Slot filling involves completing entity-specific templates with information extracted from text. For example, in the picture above, given an auto insurance claim written in natural language, the slot filling task is to identify relevant information needed by the insurance, such as the model of the vehicle, the parts of the car impacted, and so on.
There are two different types of slot filling tasks. One is document-centric, where the entity is represented by an entire document such as an insurance claim in the example above. The other is entity-centric, where the information about the entity of interest (say, a person or a company) is spread across multiple documents in a large corpus, as illustrated by the picture below.
The task of slot filling is typically done by humans, for example financial analysts collecting information about companies from news, by manually inspecting the information from different sources and filling spreadsheets or databases. This is a tedious and time-consuming task, and often absorbs most of the (very expensive) time of analysts — and a task that could be done by AI.
That’s why, in the past two decades, researchers have been developing such AI-based solutions. The AI explores how often the input entity occurs in the corpus, and then gathers information about its slot fillers from the context. When prompted with an entity and a set of relations, a slot filling system fills out a template and provides the passages which explain the reasons why slots have been filled.
Typically, to build accurate and robust IE analytics for Knowledge Base Population — such as Watson Knowledge Studio — scientists use either strictly supervised approaches that need a large quantity of hand-labelled data or a rule-based system that requires ad-hoc dictionaries and syntactic rules.
But both cases require a considerable effort to adapt machine learning models to a new domain. To train supervised IE analytics, companies have to label a large collection of documents. They have to identify mentions of entities in text, such as “manufacturer” and “model” in the car insurance example above, and relations among them, such as “has-property.”
Also, to achieve good accuracy, the system often needs a vast amount of entity names, such as a list of all possible car models and manufacturers from a pre-existing database.
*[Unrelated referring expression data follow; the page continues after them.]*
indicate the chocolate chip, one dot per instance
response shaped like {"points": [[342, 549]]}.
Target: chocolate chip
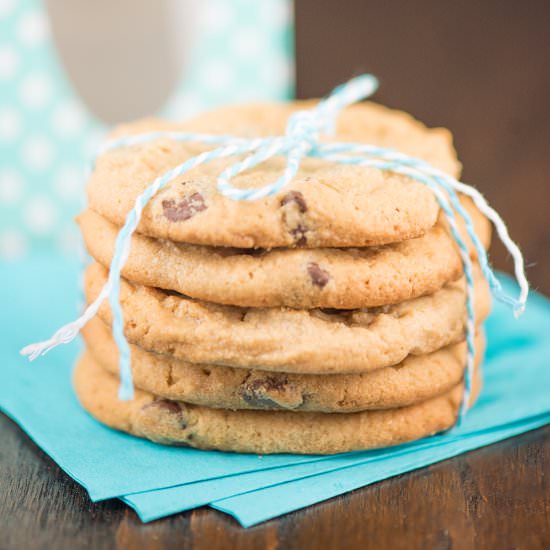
{"points": [[297, 198], [184, 209], [319, 276]]}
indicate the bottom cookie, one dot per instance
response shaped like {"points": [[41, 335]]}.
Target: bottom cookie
{"points": [[262, 432]]}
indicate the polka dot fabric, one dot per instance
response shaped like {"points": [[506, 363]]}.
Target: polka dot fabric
{"points": [[242, 51]]}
Collecting such training data for each customer is prohibitive and sometimes impossible. For several enterprise environments, dictionaries or domain experts might not be available — a barrier of entry preventing widespread adoption of Knowledge Graphs for enterprise.
Recently, the research community has been trying to build more efficient KBP systems that require less training effort. For instance, the Facebook AI team has introduced a suite of benchmarks called KILT — Knowledge Intensive Language Tasks — to help boost research.
KILT sports two zero-shot slot filling tasks, Zero Shot RE and T-REx, with the results obtained by competing systems published on a public leaderboard to motivate researchers to keep pushing the limits in building Knowledge Graphs. Zero-shot slot filling is crucial to reduce domain adaptation effort, compared to traditional natural language processing methods.
In the zero-shot approach, the system is not supervised. Instead, it is instructed in pseudo natural language on how to perform the task. For example, to teach the system how to recognize the term “employees,” the system is instructed with the expression “work for” instead of a set of textual occurrences showing the examples for that relation.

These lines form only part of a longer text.